Bauer has released his Sunday review of the newly opened Liholiho Yacht Club, the Hawaiian-inspired restaurant from chef Ravi Kapur and the team behind Nopa, Allyson Jossel and Jeff Hanak. It's a rave worth breaking a bottle of Champagne over the bow for: the glowing report drops three stars on Liholiho, making it one of the year's best-reviewed newcomers.
Bauer thinks Liholiho is "personal, precise and displays a strong sense of place," pulling from both Kapur's Hawaiian background and a "San Francisco sensibility" that is the result of many years cooking the city's best kitchens (like Boulevard and Prospect). He's particularly poetic about the twice-cooked pork belly with pineapple, Fresno chiles, fennel and Thai basil, a dish so Hawaiian that diners can "almost hear the rustle of hula skirts" while eating it. The country pork steak topped with charred cabbage, miso mustard honey and Tokyo turnips is so well balanced that it "takes a master to pull [it] off," and desserts from Penelope Lao are "classic," with "island relevance," and the cocktails "have a fruity, tropical bent but don’t overpower the food."

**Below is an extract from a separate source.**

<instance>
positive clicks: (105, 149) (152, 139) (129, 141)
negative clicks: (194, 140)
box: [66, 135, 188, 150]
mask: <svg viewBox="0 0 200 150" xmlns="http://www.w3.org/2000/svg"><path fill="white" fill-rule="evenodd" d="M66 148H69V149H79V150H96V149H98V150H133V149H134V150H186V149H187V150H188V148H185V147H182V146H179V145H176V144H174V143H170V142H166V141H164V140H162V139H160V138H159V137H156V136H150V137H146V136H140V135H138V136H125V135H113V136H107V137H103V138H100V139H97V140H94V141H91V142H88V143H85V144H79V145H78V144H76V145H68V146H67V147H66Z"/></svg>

Naturally, Bauer dedicates a few rambling paragraphs of his review exploring the question of "What is California cuisine?," noting the departure from the Italian and Mediterranean influences of years past. While he cites a number of chefs who "embrace the California ethos but use the perspective of their ethnic backgrounds to inform what they do," such as Val M. Cantu's Mexican-focused Californios, Kapur "creates dishes that won't be found on any other menu."
Ultimately the critic found few flaws with any aspect of the restaurant, from excellent food to friendly, professional service to the welcoming atmosphere. He concludes that "it takes inspiration, a great chef and the San Francisco sensibility to create this unique blend," calling it the "essence of California cuisine."